As I mentioned in my previous article, the techniques StorageX uses to fill the network pipe during a baseline copy are very different from those used to find changed files as quickly as possible during an incremental copy. In this article, I will focus on baseline copies.
Filling a network pipe is fairly easy if you have large files (e.g., ISO images of Linux distros). Here the trick is to avoid half-duplex network traffic, wherein you read a block of data from the source file, wait for the read operation to complete, write the block to the destination file, wait for the write operation to complete, and then read the next block of data from the source file, continuing until the entire file is copied.
Serializing the read and write operations is a performance killer, and there are a couple basic ways to avoid this problem. The most obvious way is to use multiple threads, one per file being copied. That way, while one thread is reading from source file 1, another thread can be writing to destination file 2. At least, that’s the hope. Because this is the approach many application writers take, I suspect it is why the customer I mentioned in my previous article assumed that multiple threads equate to faster copies.
The problem with creating a thread for each file to copy is that thread creation is not cheap. This issue is usually mitigated by using a thread pool to avoid lots of threads being created and destroyed. Another problem with using a thread for each file is that each time a thread blocks (e.g., waiting for a read operation to complete), the processor puts the thread to sleep and selects another thread to run. This is called thread context switching, and it is a fairly expensive operation. If an application uses significantly more threads than processor cores to perform a task, thread context switching can be another performance killer.
Filling a network pipe with lots of small files is considerably more difficult, because the overhead of creating and closing the files far outweighs the time spent reading and writing file data. For both large and small files (and all sizes in between), it turns out the best way to fill the network pipe is by using asynchronous I/O. With asynchronous I/O, the application does not wait for each I/O operation (read or write) to finish before doing more work.

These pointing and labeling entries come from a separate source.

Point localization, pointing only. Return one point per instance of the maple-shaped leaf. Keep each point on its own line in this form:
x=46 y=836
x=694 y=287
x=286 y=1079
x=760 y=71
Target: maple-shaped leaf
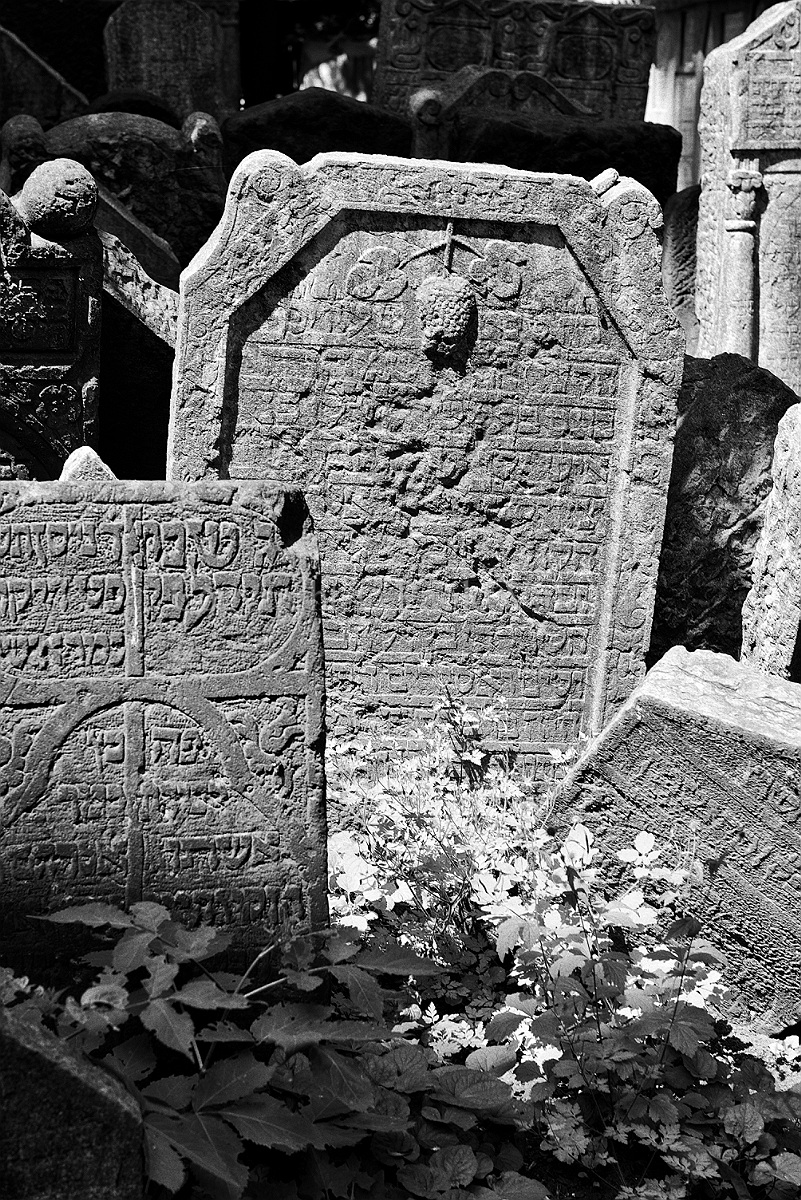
x=267 y=1122
x=230 y=1080
x=172 y=1029
x=163 y=1164
x=210 y=1145
x=363 y=990
x=205 y=994
x=92 y=915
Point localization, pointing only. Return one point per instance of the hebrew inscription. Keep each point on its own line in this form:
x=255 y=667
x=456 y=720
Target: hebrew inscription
x=161 y=703
x=446 y=361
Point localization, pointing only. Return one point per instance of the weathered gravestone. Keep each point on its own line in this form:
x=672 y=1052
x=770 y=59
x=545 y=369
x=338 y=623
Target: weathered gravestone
x=170 y=48
x=706 y=755
x=471 y=372
x=161 y=717
x=748 y=283
x=771 y=613
x=596 y=54
x=49 y=319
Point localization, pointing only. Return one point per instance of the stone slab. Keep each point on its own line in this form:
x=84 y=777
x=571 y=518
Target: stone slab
x=708 y=754
x=596 y=54
x=161 y=705
x=68 y=1131
x=471 y=373
x=771 y=613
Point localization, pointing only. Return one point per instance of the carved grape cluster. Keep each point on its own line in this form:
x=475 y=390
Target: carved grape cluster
x=447 y=307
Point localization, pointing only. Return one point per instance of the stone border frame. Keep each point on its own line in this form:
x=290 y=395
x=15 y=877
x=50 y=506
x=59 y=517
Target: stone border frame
x=275 y=208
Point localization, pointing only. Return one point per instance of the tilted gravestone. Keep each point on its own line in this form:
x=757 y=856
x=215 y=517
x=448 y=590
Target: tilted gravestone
x=748 y=275
x=49 y=321
x=471 y=372
x=596 y=54
x=161 y=703
x=706 y=755
x=169 y=48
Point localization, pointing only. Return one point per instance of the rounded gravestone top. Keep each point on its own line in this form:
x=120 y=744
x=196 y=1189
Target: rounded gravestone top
x=59 y=199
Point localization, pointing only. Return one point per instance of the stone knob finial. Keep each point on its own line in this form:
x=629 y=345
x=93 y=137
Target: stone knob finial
x=58 y=199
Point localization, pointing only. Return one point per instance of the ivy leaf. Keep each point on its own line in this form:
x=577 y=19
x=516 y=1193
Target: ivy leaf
x=92 y=915
x=172 y=1029
x=174 y=1091
x=398 y=960
x=267 y=1122
x=210 y=1145
x=365 y=993
x=230 y=1080
x=205 y=994
x=163 y=1165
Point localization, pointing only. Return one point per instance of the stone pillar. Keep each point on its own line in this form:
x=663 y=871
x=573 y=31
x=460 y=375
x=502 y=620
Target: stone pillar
x=740 y=276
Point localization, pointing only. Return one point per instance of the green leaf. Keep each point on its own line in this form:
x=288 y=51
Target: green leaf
x=205 y=994
x=267 y=1122
x=92 y=915
x=175 y=1091
x=172 y=1029
x=365 y=993
x=163 y=1165
x=230 y=1080
x=209 y=1144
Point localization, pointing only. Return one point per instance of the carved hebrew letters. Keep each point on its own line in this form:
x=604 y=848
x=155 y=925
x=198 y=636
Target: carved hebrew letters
x=161 y=703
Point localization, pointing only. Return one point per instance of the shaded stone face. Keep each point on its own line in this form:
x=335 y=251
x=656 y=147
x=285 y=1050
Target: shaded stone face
x=451 y=363
x=162 y=691
x=598 y=55
x=706 y=755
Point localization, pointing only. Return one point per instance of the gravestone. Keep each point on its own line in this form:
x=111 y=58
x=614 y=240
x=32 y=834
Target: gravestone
x=771 y=613
x=471 y=372
x=169 y=48
x=706 y=756
x=748 y=286
x=49 y=321
x=70 y=1131
x=161 y=718
x=596 y=54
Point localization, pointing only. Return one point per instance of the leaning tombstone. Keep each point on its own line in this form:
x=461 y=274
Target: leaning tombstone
x=161 y=707
x=597 y=54
x=771 y=613
x=471 y=372
x=748 y=286
x=170 y=48
x=49 y=319
x=706 y=756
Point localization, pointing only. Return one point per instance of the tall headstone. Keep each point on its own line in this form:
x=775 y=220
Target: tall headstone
x=748 y=282
x=471 y=372
x=49 y=321
x=771 y=615
x=597 y=54
x=706 y=755
x=161 y=705
x=170 y=48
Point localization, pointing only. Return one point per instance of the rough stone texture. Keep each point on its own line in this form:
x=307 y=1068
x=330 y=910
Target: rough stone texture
x=314 y=121
x=169 y=48
x=49 y=325
x=170 y=179
x=161 y=727
x=70 y=1131
x=728 y=418
x=771 y=613
x=748 y=292
x=708 y=753
x=471 y=372
x=679 y=259
x=579 y=147
x=597 y=54
x=29 y=85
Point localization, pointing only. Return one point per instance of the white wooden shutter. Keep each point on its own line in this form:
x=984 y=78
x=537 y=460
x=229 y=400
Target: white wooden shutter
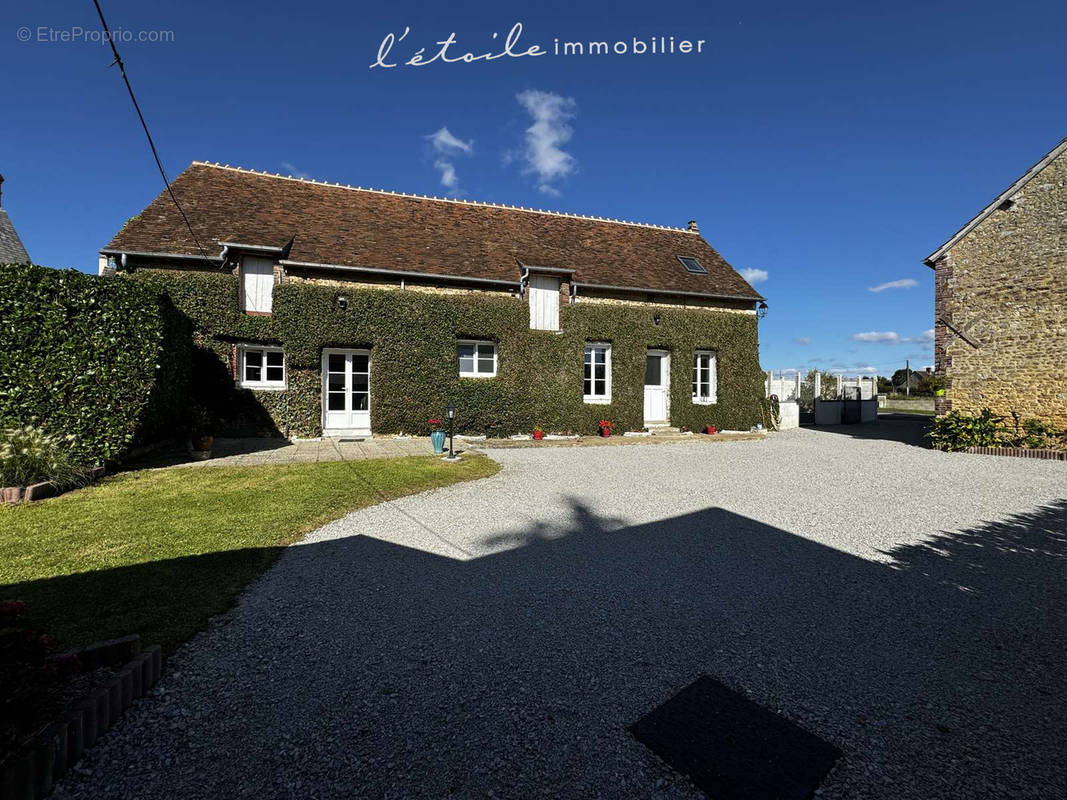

StorageX uses asynchronous I/O as much as possible to increase its performance when copying files. However, not all operations can be performed asynchronously (for example, creating a file is a synchronous operation), which is why copying one 1MB file is much faster than copying 1,000 1KB files.
Once the network pipe is as full as possible for a given set of files, there is not much more that can be done to speed up a baseline copy. We have compared StorageX to various other applications used in migrations, and all perform roughly the same in terms of bulk I/O capabilities. For a baseline copy, the difference among applications comes down to other features, such as scheduling, reporting, security handling, tech support, etc., and StorageX shines in all of these areas.